What sets BBT aside from many other bands of the genre is scale. A lot of what they produce is large, bold and breezy. Though, when they do slow and melodic they do it rather well. Rachel Hall’s viola at times reminding me so much of Geoffrey Richardson’s cheeky moves with Caravan. Indeed Rachel string playing throughout gives the band the flavour they have morphed into. Since their live shows in London the band have swelled in number and benefit from a larger pallet methinks. This became evident on their previous album Folklore and some songs and ideas not used for that project are here for our delectation. Not least On The Racing Line, a continuation of Folklore’s Brooklands. This is an instrumental depicting the tale of racing driver John Cobb. The impression of speed is reflected in the powerful interplay between Nick De Vigilio’s drums and Danny Manners piano. This piece throws out a huge sound stage filled with flute, violin, guitars and just about anything they can get there hands on.

Yet another extravaganza is the wonderful tale of Captain James Cooke’s exploratory voyage in Experimental Gentlemen. Again arranged over three parts and with all the grandeur of Brave Captain with a little extra vim and vigour. The title of the song is taken from Cooke’s description of scientists and botanists aboard his ship and along with Rachel Hall’s violin playing gives a very folk like feel to the whole piece. Title track Grimspound was another song originally written for the Folklore album but due to running out of space did not get included. A a consequence Nick de Vigilio’s drums were recorded at Peter Gabriel’s Real World Studio when the band recorded their Stone & Steel box set. To be they sounded a little more vibrant then the other songs on the album. No reflection on Rob Aubrey who i of course a legend when it comes to production as is his studio (Aubitt). A fitting title track and a testament to everyone’s musical dexterity.

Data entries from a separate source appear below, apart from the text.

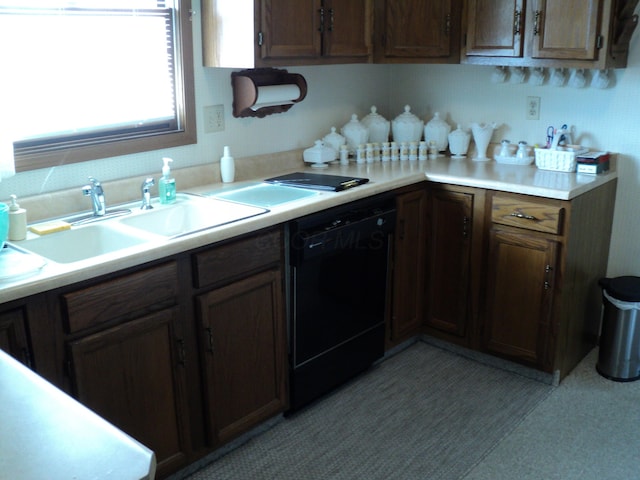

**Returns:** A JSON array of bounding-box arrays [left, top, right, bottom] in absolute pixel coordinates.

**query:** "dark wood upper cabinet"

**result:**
[[531, 0, 603, 60], [465, 0, 525, 58], [461, 0, 638, 69], [375, 0, 460, 63], [202, 0, 373, 68]]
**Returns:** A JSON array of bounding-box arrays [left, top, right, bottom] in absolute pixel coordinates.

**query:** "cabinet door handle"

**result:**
[[544, 265, 553, 290], [177, 338, 187, 367], [511, 212, 538, 220], [204, 327, 213, 353], [533, 10, 542, 35], [318, 7, 324, 33], [513, 10, 522, 35]]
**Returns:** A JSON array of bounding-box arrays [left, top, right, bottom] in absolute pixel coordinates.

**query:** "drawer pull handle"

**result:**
[[511, 212, 538, 220], [204, 327, 213, 353]]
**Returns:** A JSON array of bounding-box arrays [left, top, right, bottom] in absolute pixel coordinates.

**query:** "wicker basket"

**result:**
[[535, 148, 588, 172]]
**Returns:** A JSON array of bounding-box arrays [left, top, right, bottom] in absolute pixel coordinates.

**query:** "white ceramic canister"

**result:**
[[322, 127, 347, 160], [424, 112, 451, 152], [362, 105, 391, 143], [341, 113, 369, 154], [391, 105, 424, 143], [448, 124, 471, 158]]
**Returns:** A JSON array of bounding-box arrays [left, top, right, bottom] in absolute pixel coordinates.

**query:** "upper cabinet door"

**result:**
[[466, 0, 525, 57], [376, 0, 454, 58], [260, 0, 323, 60], [528, 0, 602, 60], [321, 0, 373, 57]]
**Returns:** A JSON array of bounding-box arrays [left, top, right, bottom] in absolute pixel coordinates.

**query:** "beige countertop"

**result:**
[[0, 152, 617, 303], [0, 350, 156, 480]]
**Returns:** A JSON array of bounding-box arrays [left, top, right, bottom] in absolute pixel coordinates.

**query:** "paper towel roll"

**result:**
[[251, 84, 300, 111]]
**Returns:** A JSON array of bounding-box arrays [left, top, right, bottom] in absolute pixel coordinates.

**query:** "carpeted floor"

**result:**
[[464, 349, 640, 480], [188, 342, 554, 480]]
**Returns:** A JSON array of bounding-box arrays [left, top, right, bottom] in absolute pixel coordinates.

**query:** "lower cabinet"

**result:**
[[483, 228, 559, 369], [197, 269, 287, 446], [193, 229, 288, 447], [424, 185, 485, 346], [60, 261, 190, 477], [0, 308, 31, 366], [386, 185, 427, 348], [69, 308, 188, 475]]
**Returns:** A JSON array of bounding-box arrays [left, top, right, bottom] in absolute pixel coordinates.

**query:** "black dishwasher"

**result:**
[[289, 195, 396, 411]]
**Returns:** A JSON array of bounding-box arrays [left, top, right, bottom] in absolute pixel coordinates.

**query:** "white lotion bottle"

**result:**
[[220, 146, 236, 183], [9, 195, 27, 240]]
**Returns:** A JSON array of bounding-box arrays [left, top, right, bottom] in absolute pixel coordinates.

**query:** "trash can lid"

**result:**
[[599, 276, 640, 302]]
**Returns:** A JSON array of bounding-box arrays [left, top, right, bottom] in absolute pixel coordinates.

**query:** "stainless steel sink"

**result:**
[[14, 222, 150, 263], [12, 194, 269, 263], [211, 183, 319, 208], [119, 196, 268, 238]]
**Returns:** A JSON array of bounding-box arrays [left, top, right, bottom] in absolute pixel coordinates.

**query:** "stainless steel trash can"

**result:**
[[596, 276, 640, 382]]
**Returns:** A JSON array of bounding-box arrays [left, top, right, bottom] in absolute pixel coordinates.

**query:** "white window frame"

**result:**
[[1, 0, 197, 172]]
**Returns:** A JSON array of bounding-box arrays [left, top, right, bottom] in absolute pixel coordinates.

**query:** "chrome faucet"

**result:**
[[140, 177, 156, 210], [82, 177, 107, 217]]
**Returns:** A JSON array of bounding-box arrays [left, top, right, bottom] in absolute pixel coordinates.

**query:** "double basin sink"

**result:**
[[11, 183, 318, 263]]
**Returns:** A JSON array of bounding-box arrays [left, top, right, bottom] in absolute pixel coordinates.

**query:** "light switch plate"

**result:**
[[527, 97, 540, 120], [204, 105, 224, 133]]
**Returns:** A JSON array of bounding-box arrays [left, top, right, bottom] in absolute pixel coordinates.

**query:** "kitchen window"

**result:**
[[0, 0, 196, 171]]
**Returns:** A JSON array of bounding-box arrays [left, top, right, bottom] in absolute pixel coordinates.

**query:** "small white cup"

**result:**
[[529, 67, 546, 86], [569, 68, 587, 88], [591, 70, 611, 88], [549, 68, 567, 87], [509, 67, 527, 83], [491, 67, 507, 83]]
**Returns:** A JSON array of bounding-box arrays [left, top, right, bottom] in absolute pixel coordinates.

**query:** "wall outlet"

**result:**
[[204, 105, 224, 133], [527, 97, 540, 120]]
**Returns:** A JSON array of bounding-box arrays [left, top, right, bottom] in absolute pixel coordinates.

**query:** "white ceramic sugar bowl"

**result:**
[[341, 113, 369, 154], [448, 125, 471, 158], [322, 127, 347, 159], [391, 105, 424, 142], [424, 112, 451, 152], [362, 105, 391, 143]]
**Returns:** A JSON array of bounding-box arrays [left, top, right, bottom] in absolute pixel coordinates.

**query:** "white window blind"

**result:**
[[0, 0, 190, 160]]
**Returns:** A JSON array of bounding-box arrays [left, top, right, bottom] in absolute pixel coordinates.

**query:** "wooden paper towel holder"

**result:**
[[231, 68, 307, 118]]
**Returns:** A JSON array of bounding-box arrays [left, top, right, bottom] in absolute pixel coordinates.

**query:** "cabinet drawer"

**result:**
[[194, 230, 282, 288], [491, 195, 564, 234], [62, 262, 178, 333]]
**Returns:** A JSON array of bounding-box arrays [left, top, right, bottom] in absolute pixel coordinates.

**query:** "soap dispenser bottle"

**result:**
[[220, 146, 236, 183], [9, 195, 27, 240], [158, 157, 176, 204]]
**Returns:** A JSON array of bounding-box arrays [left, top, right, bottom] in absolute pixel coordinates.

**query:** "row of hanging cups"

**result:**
[[491, 66, 611, 89]]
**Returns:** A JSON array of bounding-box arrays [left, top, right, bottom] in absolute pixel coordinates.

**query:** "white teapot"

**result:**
[[342, 113, 369, 154], [362, 105, 391, 143], [424, 112, 451, 152], [391, 105, 424, 142], [448, 124, 471, 158]]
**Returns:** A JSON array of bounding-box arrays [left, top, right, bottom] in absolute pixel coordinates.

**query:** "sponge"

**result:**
[[29, 220, 71, 235]]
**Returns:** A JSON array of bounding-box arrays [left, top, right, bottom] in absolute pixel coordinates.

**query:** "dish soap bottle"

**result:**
[[9, 195, 27, 240], [158, 157, 176, 204], [220, 146, 236, 183]]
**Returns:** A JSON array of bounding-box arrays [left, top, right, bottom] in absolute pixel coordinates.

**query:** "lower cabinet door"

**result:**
[[0, 308, 31, 366], [69, 309, 187, 477], [484, 228, 558, 367], [425, 189, 474, 338], [197, 269, 287, 446]]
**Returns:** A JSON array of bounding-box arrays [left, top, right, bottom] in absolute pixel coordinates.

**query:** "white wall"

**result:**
[[0, 7, 640, 276]]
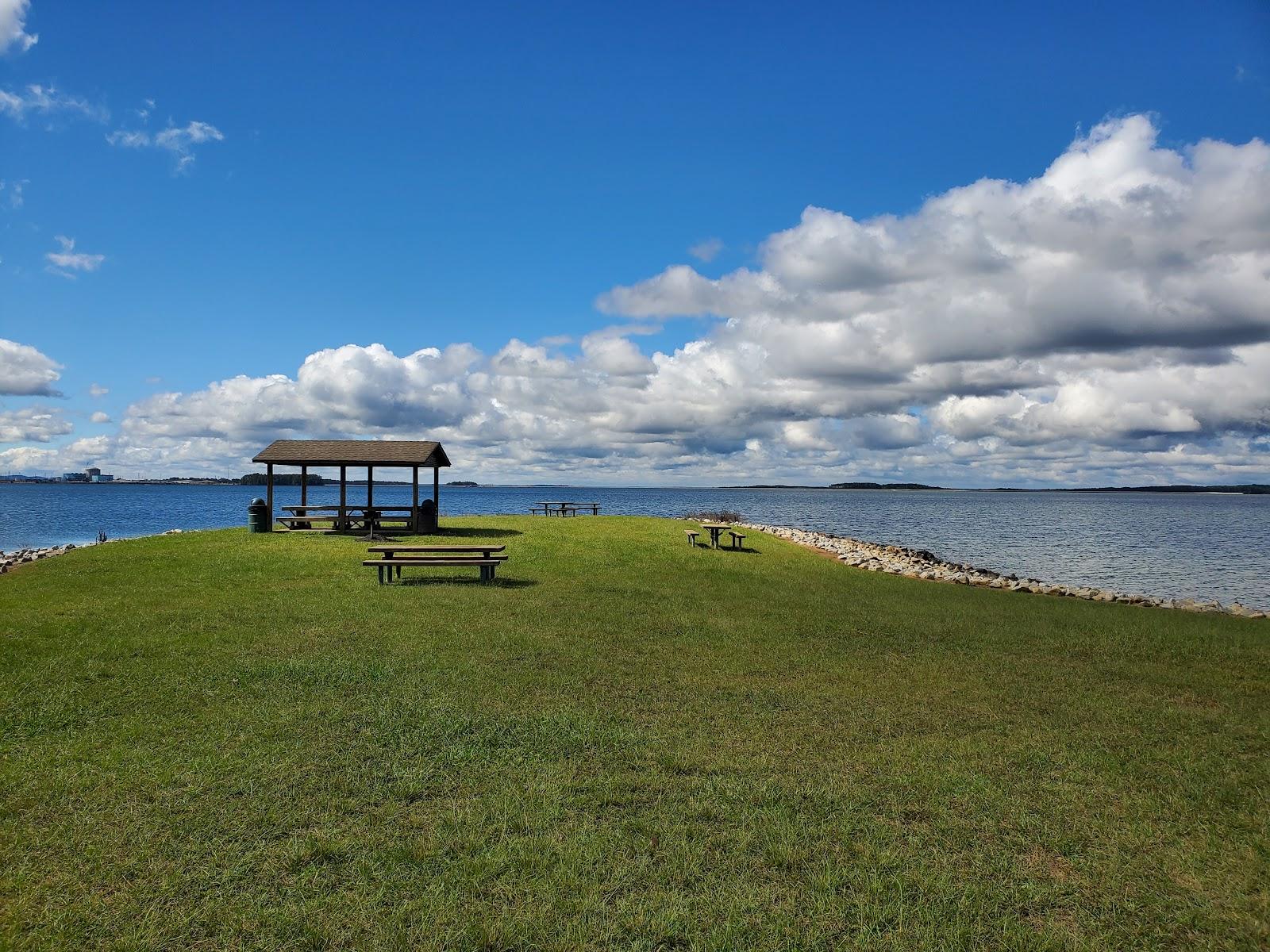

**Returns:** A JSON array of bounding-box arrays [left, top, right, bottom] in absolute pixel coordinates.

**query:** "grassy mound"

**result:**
[[0, 518, 1270, 950]]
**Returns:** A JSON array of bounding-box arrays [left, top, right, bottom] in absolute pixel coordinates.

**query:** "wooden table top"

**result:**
[[366, 544, 506, 552]]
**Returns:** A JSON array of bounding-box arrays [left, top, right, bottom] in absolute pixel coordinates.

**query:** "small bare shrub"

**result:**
[[683, 509, 745, 523]]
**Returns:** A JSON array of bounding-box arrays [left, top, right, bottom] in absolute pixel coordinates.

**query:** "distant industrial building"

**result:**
[[61, 466, 114, 482]]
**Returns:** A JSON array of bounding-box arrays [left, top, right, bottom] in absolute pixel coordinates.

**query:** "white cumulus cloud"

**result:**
[[12, 116, 1270, 485], [0, 338, 62, 396], [44, 235, 106, 278], [106, 118, 225, 174], [0, 0, 40, 55]]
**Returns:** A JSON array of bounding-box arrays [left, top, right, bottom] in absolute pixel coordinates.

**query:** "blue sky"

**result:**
[[0, 0, 1270, 482]]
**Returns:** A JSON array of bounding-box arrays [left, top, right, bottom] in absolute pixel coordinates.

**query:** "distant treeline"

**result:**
[[1049, 482, 1270, 497], [239, 472, 326, 486], [829, 482, 942, 489]]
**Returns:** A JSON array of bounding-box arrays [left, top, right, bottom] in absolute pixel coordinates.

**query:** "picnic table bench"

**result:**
[[684, 522, 745, 550], [362, 544, 506, 585]]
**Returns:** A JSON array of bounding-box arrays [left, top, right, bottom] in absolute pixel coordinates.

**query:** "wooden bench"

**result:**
[[362, 544, 506, 585]]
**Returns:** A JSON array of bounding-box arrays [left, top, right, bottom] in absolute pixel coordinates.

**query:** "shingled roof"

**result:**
[[252, 440, 449, 468]]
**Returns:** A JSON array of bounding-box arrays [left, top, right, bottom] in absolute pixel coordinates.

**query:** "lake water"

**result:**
[[0, 484, 1270, 609]]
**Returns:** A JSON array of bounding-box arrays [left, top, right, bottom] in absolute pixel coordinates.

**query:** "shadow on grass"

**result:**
[[385, 575, 538, 589], [692, 542, 762, 555], [437, 525, 522, 538]]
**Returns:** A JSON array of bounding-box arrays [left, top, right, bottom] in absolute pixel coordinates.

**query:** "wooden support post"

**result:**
[[339, 466, 348, 529], [410, 466, 423, 533]]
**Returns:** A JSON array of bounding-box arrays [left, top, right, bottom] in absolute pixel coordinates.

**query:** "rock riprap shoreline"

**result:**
[[0, 529, 186, 575], [743, 523, 1268, 618], [0, 542, 78, 575]]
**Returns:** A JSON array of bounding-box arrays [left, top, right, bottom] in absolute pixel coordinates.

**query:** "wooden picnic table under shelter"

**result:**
[[252, 440, 449, 533]]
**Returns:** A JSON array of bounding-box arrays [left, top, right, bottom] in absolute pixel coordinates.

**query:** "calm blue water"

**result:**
[[0, 484, 1270, 608]]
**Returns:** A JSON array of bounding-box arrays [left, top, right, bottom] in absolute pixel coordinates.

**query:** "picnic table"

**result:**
[[362, 543, 506, 585], [701, 522, 732, 548], [529, 501, 599, 516], [278, 505, 413, 531]]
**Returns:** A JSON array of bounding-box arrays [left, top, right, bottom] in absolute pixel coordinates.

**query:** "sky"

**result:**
[[0, 0, 1270, 486]]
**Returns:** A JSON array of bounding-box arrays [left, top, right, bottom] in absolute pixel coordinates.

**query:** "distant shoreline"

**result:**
[[0, 478, 1270, 497], [719, 482, 1270, 497]]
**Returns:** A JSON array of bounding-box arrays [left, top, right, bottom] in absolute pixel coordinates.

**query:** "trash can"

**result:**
[[415, 499, 437, 536], [246, 499, 273, 532]]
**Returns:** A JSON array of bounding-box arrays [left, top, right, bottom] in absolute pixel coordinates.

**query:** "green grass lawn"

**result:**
[[0, 516, 1270, 950]]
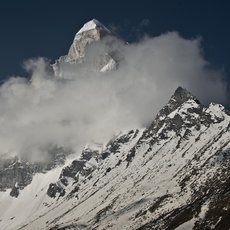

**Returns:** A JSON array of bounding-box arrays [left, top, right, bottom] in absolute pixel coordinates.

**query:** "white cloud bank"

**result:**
[[0, 32, 227, 159]]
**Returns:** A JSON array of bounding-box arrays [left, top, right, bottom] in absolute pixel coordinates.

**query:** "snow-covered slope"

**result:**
[[0, 87, 230, 229], [53, 19, 121, 78]]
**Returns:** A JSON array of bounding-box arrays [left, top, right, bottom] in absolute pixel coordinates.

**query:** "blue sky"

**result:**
[[0, 0, 230, 79]]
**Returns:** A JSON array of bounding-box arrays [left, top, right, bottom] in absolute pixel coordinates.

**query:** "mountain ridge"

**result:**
[[0, 19, 230, 230]]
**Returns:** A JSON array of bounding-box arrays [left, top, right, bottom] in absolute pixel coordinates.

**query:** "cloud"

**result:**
[[0, 32, 227, 158]]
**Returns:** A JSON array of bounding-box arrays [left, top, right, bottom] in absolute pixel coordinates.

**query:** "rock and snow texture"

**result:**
[[0, 87, 230, 230], [53, 19, 118, 77]]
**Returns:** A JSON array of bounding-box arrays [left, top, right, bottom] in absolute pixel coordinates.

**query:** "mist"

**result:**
[[0, 32, 227, 158]]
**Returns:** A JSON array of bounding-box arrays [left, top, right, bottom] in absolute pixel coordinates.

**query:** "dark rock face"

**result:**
[[0, 88, 230, 230], [47, 183, 65, 198], [0, 147, 71, 197], [0, 161, 34, 190]]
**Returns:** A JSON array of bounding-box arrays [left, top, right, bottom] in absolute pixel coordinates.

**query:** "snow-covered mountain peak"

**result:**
[[53, 19, 120, 77], [169, 86, 200, 107], [77, 19, 111, 35]]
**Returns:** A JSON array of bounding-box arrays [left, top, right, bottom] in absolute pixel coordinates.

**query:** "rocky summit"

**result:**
[[0, 20, 230, 230]]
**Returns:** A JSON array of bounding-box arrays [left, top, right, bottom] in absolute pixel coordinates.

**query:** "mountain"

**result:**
[[0, 87, 230, 229], [0, 20, 230, 230], [53, 19, 120, 77]]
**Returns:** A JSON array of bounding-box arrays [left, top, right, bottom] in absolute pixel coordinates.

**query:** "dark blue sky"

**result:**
[[0, 0, 230, 80]]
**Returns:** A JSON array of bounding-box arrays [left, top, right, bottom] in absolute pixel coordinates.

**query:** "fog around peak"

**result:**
[[0, 32, 227, 158]]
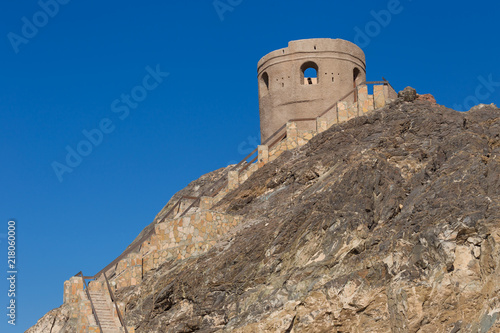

Every now and again BBT manages to come up with a song that stirs the emotions and perhaps causing a lump in the throat and/or a smile to your face. Meadowland is one such song. From beginning to end it is simply beautiful. Peaceful and melodic Meadowland is a re-visitation of the song Uncle Jack From the bands English Electric Part One album all about David Longdon’s uncle, a miner who spent most of his life underground. meadowland is a reflection of how David’s uncle enjoyed his time whilst not subterranean walking his dog Peg. This is up there with one of my favourite BBT songs Swan Hunter which is praise indeed. Interesting note that this song was being recorded as news of Prog Legend John Wetton’s passing came through and as a consequence is dedicated to him.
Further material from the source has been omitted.